Harvey Nichols, the upmarket department store group, warned yesterday that it would not meet its profits expectations for the current year due to a sharp fall in sales at its flagship store in London's Knightsbridge. The company said sales in London since the end of September were "significantly lower" than the same period last year, with the key reason being lower tourist numbers in the wake of the US terrorist attacks.
Sales in the Knightsbridge store in October and November are down by 10 per cent on last year, having fallen by 15 per cent in the 18 days immediately after 11 September.
The group's London restaurants have also suffered, with sales down by 14 per cent at the Prism branch in the City and flat at the Oxo Tower.
The only bright spot is the Leeds branch where sales are up 20 per cent, giving a group sales total of minus 8 per cent for the eight weeks since 29 September.

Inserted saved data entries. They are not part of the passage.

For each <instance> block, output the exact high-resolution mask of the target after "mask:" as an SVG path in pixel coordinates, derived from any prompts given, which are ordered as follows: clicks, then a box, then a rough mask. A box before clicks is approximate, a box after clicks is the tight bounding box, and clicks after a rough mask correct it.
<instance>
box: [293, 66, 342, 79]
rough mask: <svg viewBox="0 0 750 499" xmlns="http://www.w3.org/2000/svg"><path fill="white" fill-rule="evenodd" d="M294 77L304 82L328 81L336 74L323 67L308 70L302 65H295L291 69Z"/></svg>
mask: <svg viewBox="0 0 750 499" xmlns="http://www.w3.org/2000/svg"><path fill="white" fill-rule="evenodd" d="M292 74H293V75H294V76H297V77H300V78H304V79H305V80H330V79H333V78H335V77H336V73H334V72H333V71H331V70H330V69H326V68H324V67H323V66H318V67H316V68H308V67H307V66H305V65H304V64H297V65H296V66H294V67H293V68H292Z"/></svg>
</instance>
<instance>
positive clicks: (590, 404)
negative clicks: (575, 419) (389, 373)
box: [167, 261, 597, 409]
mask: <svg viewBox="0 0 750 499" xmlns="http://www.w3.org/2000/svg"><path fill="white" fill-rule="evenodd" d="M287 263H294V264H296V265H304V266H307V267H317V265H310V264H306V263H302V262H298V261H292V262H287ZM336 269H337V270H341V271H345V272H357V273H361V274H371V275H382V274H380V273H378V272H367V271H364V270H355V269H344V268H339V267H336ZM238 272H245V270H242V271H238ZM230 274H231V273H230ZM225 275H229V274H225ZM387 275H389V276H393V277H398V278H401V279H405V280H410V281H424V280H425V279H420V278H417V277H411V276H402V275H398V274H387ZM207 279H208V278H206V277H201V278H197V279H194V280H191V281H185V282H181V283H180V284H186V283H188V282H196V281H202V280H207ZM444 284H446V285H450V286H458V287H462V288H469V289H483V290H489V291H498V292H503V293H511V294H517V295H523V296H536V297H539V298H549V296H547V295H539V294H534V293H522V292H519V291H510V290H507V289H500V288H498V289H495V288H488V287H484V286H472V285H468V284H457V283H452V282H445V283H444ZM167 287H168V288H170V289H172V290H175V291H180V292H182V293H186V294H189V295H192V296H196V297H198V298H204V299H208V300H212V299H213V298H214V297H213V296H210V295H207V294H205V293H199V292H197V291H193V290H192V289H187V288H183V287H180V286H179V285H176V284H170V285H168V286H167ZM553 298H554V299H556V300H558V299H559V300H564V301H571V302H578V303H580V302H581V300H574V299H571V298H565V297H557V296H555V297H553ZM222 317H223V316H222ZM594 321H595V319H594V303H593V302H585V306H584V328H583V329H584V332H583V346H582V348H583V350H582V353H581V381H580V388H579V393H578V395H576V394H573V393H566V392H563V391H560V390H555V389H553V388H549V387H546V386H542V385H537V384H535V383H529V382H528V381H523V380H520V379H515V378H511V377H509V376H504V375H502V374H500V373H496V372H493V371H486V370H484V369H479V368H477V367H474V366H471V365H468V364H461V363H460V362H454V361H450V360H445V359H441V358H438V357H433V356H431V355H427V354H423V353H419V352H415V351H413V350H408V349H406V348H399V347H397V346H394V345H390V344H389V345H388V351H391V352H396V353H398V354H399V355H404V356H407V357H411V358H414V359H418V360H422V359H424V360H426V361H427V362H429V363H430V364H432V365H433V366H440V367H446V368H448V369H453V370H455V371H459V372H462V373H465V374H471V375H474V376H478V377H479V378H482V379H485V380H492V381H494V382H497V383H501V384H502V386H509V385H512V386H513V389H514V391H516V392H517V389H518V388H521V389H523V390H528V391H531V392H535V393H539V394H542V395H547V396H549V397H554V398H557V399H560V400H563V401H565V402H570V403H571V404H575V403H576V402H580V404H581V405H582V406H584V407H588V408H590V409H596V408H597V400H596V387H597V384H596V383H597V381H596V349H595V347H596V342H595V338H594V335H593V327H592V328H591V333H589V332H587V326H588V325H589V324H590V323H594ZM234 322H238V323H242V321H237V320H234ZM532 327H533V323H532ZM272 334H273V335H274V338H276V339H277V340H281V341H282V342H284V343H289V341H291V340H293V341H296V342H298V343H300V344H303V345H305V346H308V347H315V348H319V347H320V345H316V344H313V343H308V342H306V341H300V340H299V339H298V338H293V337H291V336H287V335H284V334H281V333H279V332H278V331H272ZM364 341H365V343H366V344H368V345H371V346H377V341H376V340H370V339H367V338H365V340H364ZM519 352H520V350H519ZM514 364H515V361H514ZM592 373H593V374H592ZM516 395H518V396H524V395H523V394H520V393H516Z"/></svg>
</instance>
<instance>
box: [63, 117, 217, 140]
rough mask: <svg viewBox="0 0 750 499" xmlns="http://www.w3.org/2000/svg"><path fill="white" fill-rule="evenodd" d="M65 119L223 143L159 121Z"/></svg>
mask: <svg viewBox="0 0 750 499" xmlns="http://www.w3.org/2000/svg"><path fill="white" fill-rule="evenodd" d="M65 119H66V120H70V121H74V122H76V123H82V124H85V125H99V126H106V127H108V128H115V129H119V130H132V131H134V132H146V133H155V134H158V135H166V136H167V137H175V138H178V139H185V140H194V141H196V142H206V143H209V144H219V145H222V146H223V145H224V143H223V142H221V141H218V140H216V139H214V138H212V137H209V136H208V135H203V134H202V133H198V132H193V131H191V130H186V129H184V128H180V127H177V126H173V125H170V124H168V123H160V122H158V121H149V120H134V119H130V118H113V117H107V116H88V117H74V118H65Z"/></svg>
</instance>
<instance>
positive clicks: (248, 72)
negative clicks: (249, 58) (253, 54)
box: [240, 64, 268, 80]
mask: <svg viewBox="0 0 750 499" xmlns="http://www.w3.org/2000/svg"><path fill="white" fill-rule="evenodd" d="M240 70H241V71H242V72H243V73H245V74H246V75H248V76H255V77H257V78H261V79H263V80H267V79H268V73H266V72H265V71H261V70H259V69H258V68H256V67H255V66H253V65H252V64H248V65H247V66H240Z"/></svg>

Joseph Wan, the chief executive, said trade from American and Middle Eastern tourists had virtually disappeared. The company said weekly sales remained "erratic" and profits would be below last year's £15.6m. Profits could be as low as £13m, analysts said.
Mr Wan said Harvey Nichols was reducing its reliance on London with a new smaller format store already opened in Birmingham on 18 October and full-size branches scheduled for Edinburgh in September 2002 and Manchester a year later.